Pale Moon vs Bermuda Son
Pale Moon is a Benjamin Moore color while Bermuda Son comes from Cloverdale Paint. These are both beige-yellows, so the question isn't which hue to choose — it's where within beige-yellow to land. At LRV 81 vs 76, Bermuda Son will read as the brighter of the two — a 5-point gap that matters most in north-facing or low-light rooms. With a ΔE of 0.9, the difference is subtle — you'd need them side by side to reliably tell them apart. Below you'll find 1 real-room photo comparison where both colors appear side by side, plus 5 simulated room previews.
Pale Moon vs Bermuda Son in Real Spaces
1 real room side by side. Pale Moon and Bermuda Son are close enough that the difference can be hard to judge from a chip alone — these photos show how each reads at scale, across different spaces and lighting conditions.
Living Room
Living rooms test a color across a full range of conditions — morning sun, afternoon shade, and evening lamp light all shift how both of these read. Bermuda Son has the edge in reflectance, which shows as a quiet sense of added space rather than an obvious contrast.
Color Details
Pale Moon vs Bermuda Son Simulated Comparison
5 simulated room previews — drag the slider on each to see Pale Moon on one side and Bermuda Son on the other.

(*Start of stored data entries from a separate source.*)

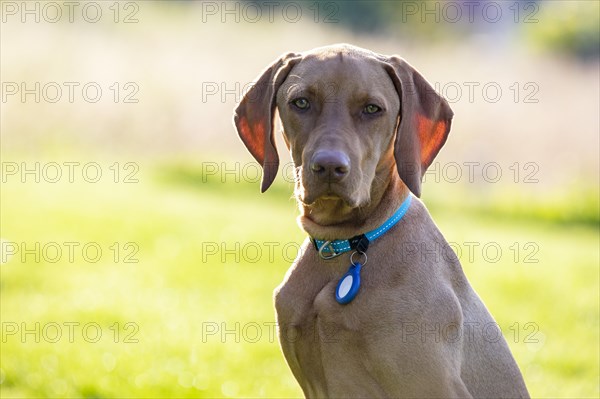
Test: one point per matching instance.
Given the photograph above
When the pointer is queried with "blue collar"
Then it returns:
(360, 243)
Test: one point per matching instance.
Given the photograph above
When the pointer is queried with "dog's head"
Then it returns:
(349, 115)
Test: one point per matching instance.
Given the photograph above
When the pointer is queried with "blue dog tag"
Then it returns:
(348, 285)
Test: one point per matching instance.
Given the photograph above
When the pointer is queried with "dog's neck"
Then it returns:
(333, 219)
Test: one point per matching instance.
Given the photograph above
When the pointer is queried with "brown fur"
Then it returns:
(416, 328)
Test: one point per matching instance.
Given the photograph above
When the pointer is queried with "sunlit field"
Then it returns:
(138, 256)
(186, 310)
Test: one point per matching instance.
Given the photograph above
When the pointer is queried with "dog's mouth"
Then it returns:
(327, 199)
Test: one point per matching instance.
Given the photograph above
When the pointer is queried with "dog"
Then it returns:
(370, 309)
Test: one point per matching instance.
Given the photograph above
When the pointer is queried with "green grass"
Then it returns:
(191, 279)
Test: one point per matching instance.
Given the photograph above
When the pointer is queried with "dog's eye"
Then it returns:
(301, 103)
(371, 109)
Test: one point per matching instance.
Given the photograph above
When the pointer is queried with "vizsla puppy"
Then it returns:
(376, 305)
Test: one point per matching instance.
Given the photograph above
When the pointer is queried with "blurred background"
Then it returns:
(137, 255)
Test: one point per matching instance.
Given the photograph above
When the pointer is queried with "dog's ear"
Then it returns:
(425, 119)
(254, 116)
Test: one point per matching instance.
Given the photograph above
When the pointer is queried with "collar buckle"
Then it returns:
(327, 251)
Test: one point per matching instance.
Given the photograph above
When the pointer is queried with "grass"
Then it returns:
(193, 317)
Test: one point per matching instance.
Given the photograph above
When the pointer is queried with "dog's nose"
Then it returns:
(330, 165)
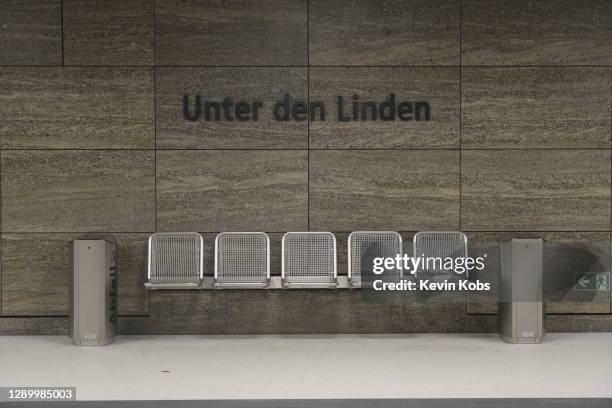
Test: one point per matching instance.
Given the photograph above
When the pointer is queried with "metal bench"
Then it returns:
(175, 261)
(438, 244)
(309, 260)
(242, 260)
(364, 246)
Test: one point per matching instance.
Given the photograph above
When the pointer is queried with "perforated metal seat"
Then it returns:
(309, 259)
(438, 244)
(242, 260)
(175, 261)
(364, 246)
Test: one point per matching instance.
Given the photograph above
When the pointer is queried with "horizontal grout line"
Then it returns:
(301, 66)
(313, 149)
(282, 232)
(547, 314)
(33, 316)
(59, 316)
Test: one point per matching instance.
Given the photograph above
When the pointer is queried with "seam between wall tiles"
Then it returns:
(460, 137)
(308, 116)
(62, 28)
(297, 66)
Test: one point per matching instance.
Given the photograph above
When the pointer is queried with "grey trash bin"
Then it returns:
(520, 314)
(93, 295)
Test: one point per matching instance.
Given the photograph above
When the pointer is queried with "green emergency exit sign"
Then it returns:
(592, 281)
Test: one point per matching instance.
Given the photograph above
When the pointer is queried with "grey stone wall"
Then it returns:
(93, 144)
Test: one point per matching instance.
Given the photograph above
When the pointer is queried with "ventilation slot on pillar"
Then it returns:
(242, 260)
(439, 245)
(363, 247)
(175, 261)
(309, 260)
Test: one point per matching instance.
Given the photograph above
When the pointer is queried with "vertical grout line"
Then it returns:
(308, 104)
(460, 118)
(154, 137)
(154, 116)
(460, 137)
(62, 26)
(1, 234)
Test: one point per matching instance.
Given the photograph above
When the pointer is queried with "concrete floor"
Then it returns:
(347, 366)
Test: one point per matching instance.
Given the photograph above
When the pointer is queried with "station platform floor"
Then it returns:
(565, 365)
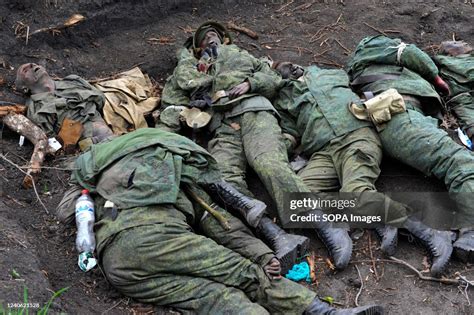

Digital color is approximate. These simulations are generated from the manufacturer's hex values and overlaid on grayscale room photos — your screen's calibration, brightness, and viewing angle all affect how they render. Before committing to either color, test physical samples in your own space under the light you actually live with.
More Pale Moon comparisons
See how Pale Moon stacks up against other well-photographed colors across different brands and tones.